For the disease has declared itself, and we are not now in a culture war, but a nascent coup, with its usual cast of characters. The Bolshevists could have been defeated by a company of soldiers in the suburbs of Moscow, Hitler stopped at Czechoslovakia, and the current horrors confronted at the Minneapolis police station or a meeting of the San Francisco school board. But those tragedies, and our current tragedies, were not just allowed but encouraged to run their course.

Yet I believe there is hope for reason and self-direction. Hispanics in Texas are opposing the policies which have infested their state with the gang violence they fled in Mexico; Ron DeSantis and conservative Floridians have displayed irrefutable common sense, responsibility, and probity, opposing “critical race theory” and the sexual indoctrination of adolescents. Black conservatives, similarly, appeal to the reason of their historically reasonable community, to address the horrors the left has made of the cities. In San Francisco, a place where many of us left our hearts but the natives have historically surrendered their brains, the people voted to remove the wicked fools on their school board. And Bari Weiss founded a university in Austin, Texas, for the pursuit of free thought.

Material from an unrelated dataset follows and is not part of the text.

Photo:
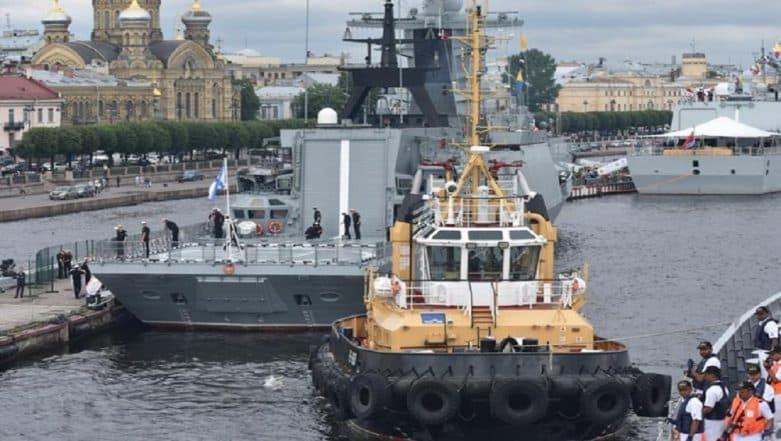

As Tennessee said, “Suddenly there’s God so quickly.”

This is a bit more than facetiousness on my part. I’ve found great comfort in the Torah, counseling Moses again and again, when he was reluctant to fight the power of the Egyptians, and unsure he could do it alone, that he would not be alone, as God would be with him.

What we are seeing through these brave dissenters is the wisdom of the Rumpelstiltskin story. The young woman marries a king who locks her in a cell until she is able to spin flax into gold. She despairs at the impossible task, until an elf shows up and says he’ll show her how. He does so. She asks how she can thank him, and he says all he wants is her firstborn child. And she must give him her child until, or unless, she figures out his name. She is terrified and clueless, but she knows she must try. Eventually, after committing to the task, she guesses his name. What prompted her, frightened though she was, to break the sick cycle? She would not visit her plight upon her child.

Now, the disease having proclaimed itself and its dangers having become clear, it is time for us all to overcome the occupation by standing up to those tyrannies under which we are not prepared to live.